Susie calmed her mind, let the energy flow through her, so she could channel it and focus on the detail written in the top right: East Prawle Development .

Two tanned forearms leant on the table, a crisp shirt rolled up to the elbows.

Curly hair and energetic eyes. Mark held a thick black marker in one hand.

With bold swipes he circled one of the buildings on the plan and scrawled underneath it: Witch’s Nose.

Housing?! He put down the pen, crossed his arms and leant back in his chair .

Susie dropped the jacket and wrenched her eyes open, her breathing ragged.

What did Mark want with The Witch’s Nose ?

Susie gave herself a minute to catch her breath and then emerged into the night air again, holding Mark’s jacket with a bar jaycloth.

He turned as he heard the heavy oak door shut behind her. The moonlight caught the devil horns still gelled into his hair.

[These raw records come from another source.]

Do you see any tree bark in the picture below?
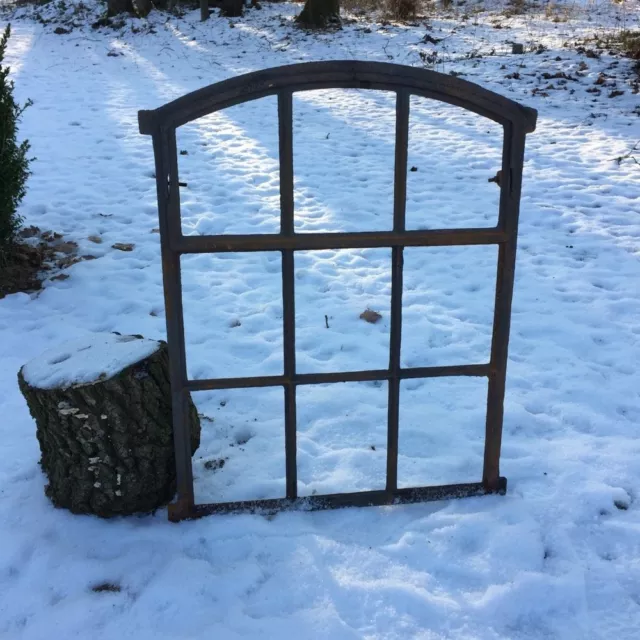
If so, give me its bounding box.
[107,0,133,17]
[297,0,341,29]
[132,0,153,18]
[18,342,200,517]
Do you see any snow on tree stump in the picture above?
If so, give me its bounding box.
[18,334,200,517]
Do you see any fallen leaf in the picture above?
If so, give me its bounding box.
[360,309,382,324]
[111,242,136,251]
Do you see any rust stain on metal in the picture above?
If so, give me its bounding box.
[138,61,537,521]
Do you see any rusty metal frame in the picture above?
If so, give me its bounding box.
[138,61,537,521]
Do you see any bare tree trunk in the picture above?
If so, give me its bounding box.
[133,0,153,18]
[200,0,209,22]
[107,0,133,16]
[297,0,341,29]
[18,342,200,517]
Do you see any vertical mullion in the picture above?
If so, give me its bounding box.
[153,129,194,520]
[278,91,298,500]
[482,124,525,491]
[386,90,410,491]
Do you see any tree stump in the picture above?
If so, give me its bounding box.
[18,334,200,517]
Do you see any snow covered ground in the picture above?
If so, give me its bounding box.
[0,3,640,640]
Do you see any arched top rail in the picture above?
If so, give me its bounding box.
[138,60,538,135]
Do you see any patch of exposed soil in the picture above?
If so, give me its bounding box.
[0,227,95,300]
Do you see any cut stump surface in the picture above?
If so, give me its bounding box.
[18,334,200,517]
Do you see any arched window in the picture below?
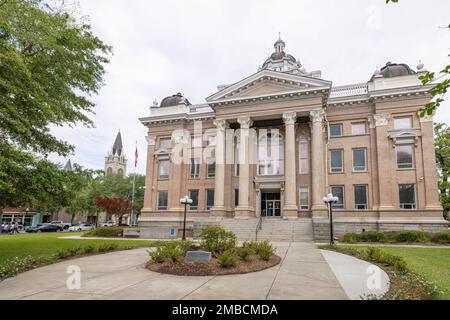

‘Hey, it’s not that bad, is it?’ He laughed lightly.

Mark held out his hand and Susie passed the jacket over, the cuff catching the sensitive skin of her wrist in that moment.

This time she could name that powerful white buzz of energy coursing through her, and the desire she’d had not ten minutes before of talking Mark into a nightcap back at hers disappeared like dragon’s breath in the air.

Ambition. Dedicated, driven, relentless. Ambition.